Мы имели отношение к эмигрантскому бизнесу, который в течение трех лет не менее двадцати раз пытались купить. И каждый раз мы попадались на эту удочку. И каждый раз все происходило одинаково. Покупатель входил в хорошем костюме-тройке, с портфелем «дипломат», купленным за 80 рублей у моряков, плотно садился и вставал уже через несколько часов, изрисовав плохим почерком десятки листов бумаги. После чего уходил, усталый, но довольный. Как ни странно, усталыми и довольными оставались и мы, хотя все было известно заранее. По какому-то неписанному закону никто из нас не задавал сразу главного вопроса: "Согласны ли вы вложить в дело 20 тысяч долларов?" Нет, этот вопрос мы приберегали напоследок, когда уже было решено, какого цвета будут обои в офисе. Мы оттягивали этот прозаический момент, стремясь продлить идеалистический восторг от тонкости намеков, изящества реплик, остроумия насмешек, парадоксальности возражений, и глубины проникновения. И только когда все темы и идеи были исчерпаны, мы со вздохом сожаления задавали этот противный вопрос, заранее содрогаясь от омерзения к себе, потому что ответ был известен. Покупатель вставал, одергивал пиджак, и уже беря в руки «дипломат», говорил: "В настоящее время в моем распоряжении приблизительно 285 долларов". И мы расставались холодно, не хотелось глядеть друг другу в глаза и было мучительно стыдно.
Но увы, нас здесь трагически мало: общение с аборигенами неизбежно. С размаху врезавшись в Америку, мы волей-неволей вынуждены считаться с этим фактом. Босс-американец дает нам задание, коллега-американец приглашает на вечеринку, сантехник-американец чинит водопровод, диктор-американец рассказывает новости. Мы бодро откликаемся «грейт» и «окей», с ужасом сознавая собственную не полноценность: с ними-то не посидишь ночь на кухне. Их жизнь проходит мимо, как автопробег мимо засевшего в кювете Остапа Бендера. Их жизнь шумит, как радио за стеной: интонация понятна, отдельные слова различимы, а в целом — неясный гул.

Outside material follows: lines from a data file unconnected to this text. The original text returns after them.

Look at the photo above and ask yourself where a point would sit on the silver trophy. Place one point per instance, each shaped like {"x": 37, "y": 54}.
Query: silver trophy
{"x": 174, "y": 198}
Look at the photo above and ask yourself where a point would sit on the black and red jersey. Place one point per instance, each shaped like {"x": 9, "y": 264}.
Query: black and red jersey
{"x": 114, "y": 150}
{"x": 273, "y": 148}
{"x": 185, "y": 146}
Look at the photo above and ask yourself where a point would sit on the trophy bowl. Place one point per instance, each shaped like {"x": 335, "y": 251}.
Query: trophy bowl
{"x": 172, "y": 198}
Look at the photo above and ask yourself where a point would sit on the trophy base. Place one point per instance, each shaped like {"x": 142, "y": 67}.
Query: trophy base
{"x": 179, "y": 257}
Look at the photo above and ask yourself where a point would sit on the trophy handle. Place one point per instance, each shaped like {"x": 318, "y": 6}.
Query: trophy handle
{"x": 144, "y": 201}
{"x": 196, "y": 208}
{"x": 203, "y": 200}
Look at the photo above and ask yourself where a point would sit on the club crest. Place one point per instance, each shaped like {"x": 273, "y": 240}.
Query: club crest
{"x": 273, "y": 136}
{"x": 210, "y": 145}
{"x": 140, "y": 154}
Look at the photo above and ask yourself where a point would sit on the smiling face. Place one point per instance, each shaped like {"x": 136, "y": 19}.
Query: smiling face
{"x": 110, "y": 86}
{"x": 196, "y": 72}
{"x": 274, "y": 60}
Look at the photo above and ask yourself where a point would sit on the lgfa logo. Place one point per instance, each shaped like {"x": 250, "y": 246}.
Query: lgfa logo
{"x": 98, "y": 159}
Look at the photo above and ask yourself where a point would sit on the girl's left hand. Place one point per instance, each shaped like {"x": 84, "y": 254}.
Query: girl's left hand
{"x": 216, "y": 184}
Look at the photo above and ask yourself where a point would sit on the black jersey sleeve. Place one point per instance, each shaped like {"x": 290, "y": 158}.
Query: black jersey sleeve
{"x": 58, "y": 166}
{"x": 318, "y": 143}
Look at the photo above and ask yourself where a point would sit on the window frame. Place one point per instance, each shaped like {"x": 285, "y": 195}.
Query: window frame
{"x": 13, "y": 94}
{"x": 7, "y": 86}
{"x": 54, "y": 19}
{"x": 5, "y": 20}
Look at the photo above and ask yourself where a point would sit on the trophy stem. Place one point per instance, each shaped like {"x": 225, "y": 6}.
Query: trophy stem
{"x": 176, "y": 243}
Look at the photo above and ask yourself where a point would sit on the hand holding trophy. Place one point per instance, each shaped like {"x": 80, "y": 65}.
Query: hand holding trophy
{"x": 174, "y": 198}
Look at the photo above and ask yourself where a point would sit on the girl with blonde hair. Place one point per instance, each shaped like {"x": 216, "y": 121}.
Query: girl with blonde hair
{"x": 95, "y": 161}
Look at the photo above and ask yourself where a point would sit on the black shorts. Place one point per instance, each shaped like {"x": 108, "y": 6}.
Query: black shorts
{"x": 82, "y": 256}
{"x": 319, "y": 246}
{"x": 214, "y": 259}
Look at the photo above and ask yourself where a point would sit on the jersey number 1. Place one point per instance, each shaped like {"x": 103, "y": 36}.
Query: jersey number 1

Встречаясь, мы обсуждаем свои языковые проблемы: "Сериалы я разбираю процентов на 50, а вот новости — можно сказать, на 90". Мы — калькуляторы от языка — обречены подсчитывать проценты и доли, лютому что целого не достичь. Никогда мы не замрем от восхищения над "Пикквикским клубом" в оригинале, и «Алису» для нас написал не Кэролл, а Заходер, и чтобы прочесть "Поминки по Финнегану", нам придется подождать, пока за перевод возьмется московский еврей Хинкис. Там мы жаловались на отсутствие свободы слова, нам хотелось говорить не только на кухне, но и на площади. Здесь площадь есть, а говорить нечего. Точнее — нечем, нет языка. В этом смысле мы оказались в положении заключенного, прорывшего проход в соседнюю камеру. Мы лишились своего главного оружия, которым блистательно владели. Речь идет вовсе не о художниках слова — среди них-то как раз это редкость. Вспомните подавальщицу из соседней пивной, которая говорила: "Ум в голове надо иметь, а не 22 копейки!" Это же Платонов! Лесков! А вывеска над холодным сапожником в Одессе "Починка-покраска. Всякой обуви метаморфоза"!